在“十一五”规划中,我们共提出了22个量化的一级指标。除此之外,在具体的章节中,我们还设定了另外22个量化的二级指标。而在“十二五”规划中,我们共提出了24个量化的一级指标,在具体的章节中,我们还设定了近40个量化的二级指标。而我们日后的评估不仅仅是基于一级指标,我们还将对二级指标进行评估与考核。
许慧文:我理解您的意思。但是在西方,许多人谈及中国的政治体制时,会认为中国的政治体制中充满了“讨价还价”的余地。而如果设定了这么多量化的指标,也就意味着讨价还价的空间大大缩小了。这会造成什么问题吗?
胡鞍钢:讨价还价是中国政治以前的模式。而我们之所以设定这些指标,也正是因为我们不赞成讨价还价,我们真正关注的是真实的表现。但同时,我们可以协商讨论这些问题。举例来说,在起草“十二五”规划时,我们提出目标:主要污染物(指化学需氧量、二氧化硫)排放总量减少10%。国家发改委接受了我们的这一建议,将其纳入“十二五”规划的草案之中。但是后来,在讨论时,环保部门提出由于存在很多条件的限制与阻碍,10%的目标对于他们而言难以实现,他们希望能够将这一目标从10%下降到8%。这并不是讨价还价,而是反映了不同政府部门之间如何沟通协商、中央政府与地方政府之间如何沟通协商的过程。而这种协商机制是非常重要的。
提出这样一个量化的目标,对于我们研究机构而言,是相对容易的。但是对于实施部门而言,它们就要相当地努力,付出很多的成本才能达到。
所以我想指出的是“十二五”规划的关键词,我把它概括为“绿色”。国家“十二五”规划将成为中国第一个绿色发展规划,将成为中国实现绿色现代化的历史起点,而我要不断地推动中国从“黑猫”向“绿猫”的转变。
许慧文:您提出的绿色发展和可持续发展之间有什么区别?
胡鞍钢:五年前,我也提出过相似的观点,但是当时没有被接受。而这次,我很高兴它被接受了。应当说,全球气候变化,不仅是全球的最大挑战,也是中国未来发展的最大挑战。中国需要积极地参与第四次工业革命,即绿色工业革命。
许慧文:您认为是什么导致了您的思想五年前没有被接受,而现在又被接受了呢?
胡鞍钢:我认为是因为中国成为世界最大的排放国了。所以可以说,这是坏事变好事。明年,我们将出版一套新的书,来系统地介绍绿色发展理论。因为明年,联合国将在巴西里约热内卢召开可持续发展峰会,而这次会议讨论的主题就是绿色发展。而我们希望,通过这本书,中国能够在这次绿色工业革命中成为领导者、创新者、贡献者。所以这本书不仅仅介绍了绿色发展的相关理论,更论述了中国究竟应该如何实现绿色发展。

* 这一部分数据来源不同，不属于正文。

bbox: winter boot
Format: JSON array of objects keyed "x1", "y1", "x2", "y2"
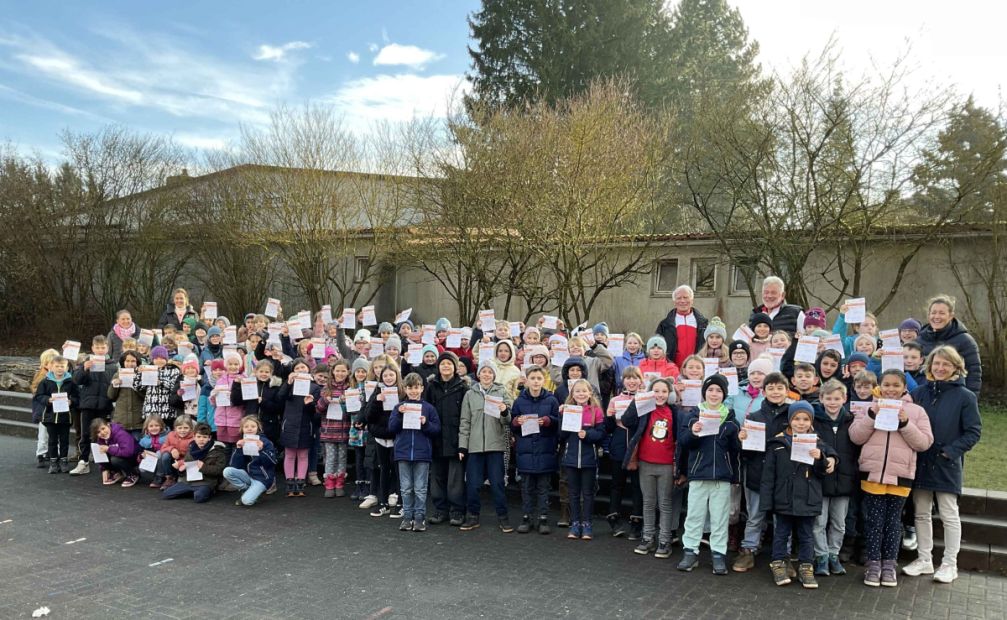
[
  {"x1": 295, "y1": 479, "x2": 306, "y2": 497},
  {"x1": 323, "y1": 474, "x2": 337, "y2": 498},
  {"x1": 335, "y1": 472, "x2": 346, "y2": 497},
  {"x1": 880, "y1": 560, "x2": 898, "y2": 587},
  {"x1": 286, "y1": 478, "x2": 296, "y2": 498},
  {"x1": 517, "y1": 515, "x2": 531, "y2": 534},
  {"x1": 798, "y1": 563, "x2": 819, "y2": 588},
  {"x1": 58, "y1": 458, "x2": 68, "y2": 473},
  {"x1": 349, "y1": 480, "x2": 361, "y2": 501},
  {"x1": 627, "y1": 516, "x2": 643, "y2": 541},
  {"x1": 864, "y1": 560, "x2": 882, "y2": 587},
  {"x1": 48, "y1": 458, "x2": 59, "y2": 474}
]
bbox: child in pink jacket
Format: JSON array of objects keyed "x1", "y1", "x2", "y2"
[{"x1": 849, "y1": 369, "x2": 933, "y2": 588}]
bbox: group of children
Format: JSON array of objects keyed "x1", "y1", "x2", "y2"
[{"x1": 30, "y1": 289, "x2": 982, "y2": 591}]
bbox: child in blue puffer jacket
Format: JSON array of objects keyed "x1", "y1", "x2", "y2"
[
  {"x1": 559, "y1": 378, "x2": 606, "y2": 541},
  {"x1": 510, "y1": 365, "x2": 560, "y2": 535},
  {"x1": 388, "y1": 373, "x2": 441, "y2": 532}
]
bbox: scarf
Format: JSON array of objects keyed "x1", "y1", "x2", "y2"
[
  {"x1": 113, "y1": 322, "x2": 135, "y2": 341},
  {"x1": 188, "y1": 438, "x2": 214, "y2": 462},
  {"x1": 745, "y1": 384, "x2": 761, "y2": 399}
]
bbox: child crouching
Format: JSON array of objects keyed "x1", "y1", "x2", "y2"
[
  {"x1": 91, "y1": 419, "x2": 140, "y2": 487},
  {"x1": 223, "y1": 416, "x2": 278, "y2": 507},
  {"x1": 162, "y1": 423, "x2": 228, "y2": 503}
]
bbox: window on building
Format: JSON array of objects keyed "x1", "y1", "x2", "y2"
[
  {"x1": 691, "y1": 258, "x2": 717, "y2": 295},
  {"x1": 354, "y1": 256, "x2": 370, "y2": 283},
  {"x1": 731, "y1": 261, "x2": 757, "y2": 295},
  {"x1": 652, "y1": 259, "x2": 679, "y2": 296}
]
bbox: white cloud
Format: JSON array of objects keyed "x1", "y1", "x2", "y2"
[
  {"x1": 17, "y1": 52, "x2": 143, "y2": 103},
  {"x1": 252, "y1": 40, "x2": 312, "y2": 62},
  {"x1": 346, "y1": 51, "x2": 360, "y2": 64},
  {"x1": 175, "y1": 133, "x2": 228, "y2": 150},
  {"x1": 368, "y1": 42, "x2": 379, "y2": 53},
  {"x1": 373, "y1": 43, "x2": 444, "y2": 69},
  {"x1": 327, "y1": 73, "x2": 468, "y2": 126}
]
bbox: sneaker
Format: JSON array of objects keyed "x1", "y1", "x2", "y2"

许慧文:祝贺您。这不仅仅是您对中国作出的贡献,更是对世界作出的贡献。但我想,这本书也同样需要许多专业知识,需要科学的计算与分析。
胡鞍钢:是的。我将这个理论称为第二代“猫论”。如你所知,邓小平曾提出“黄猫、黑猫,只要捉住老鼠就是好猫”(2)。而现在,中国面临的最大的危机,不仅仅是全球金融危机,更是全球气候变化。但是,却没有引起足够多学者的注意。目前,中国的碳年排放量全球第一,我们要考虑的是,如何将这次危机转化成机遇,也就是将“黑猫”变成“绿猫”。
所以,这也体现了学者、智库在国家制定政策过程中的重要性。不仅仅是我,也不仅仅是清华大学国情研究中心,现在有越来越多的优秀的研究机构加入了政策制定的研究之中。胡锦涛在清华大学建校100周年发表的讲话中提出,鼓励更多的高等院校和研究机构加入国家决策过程。(3)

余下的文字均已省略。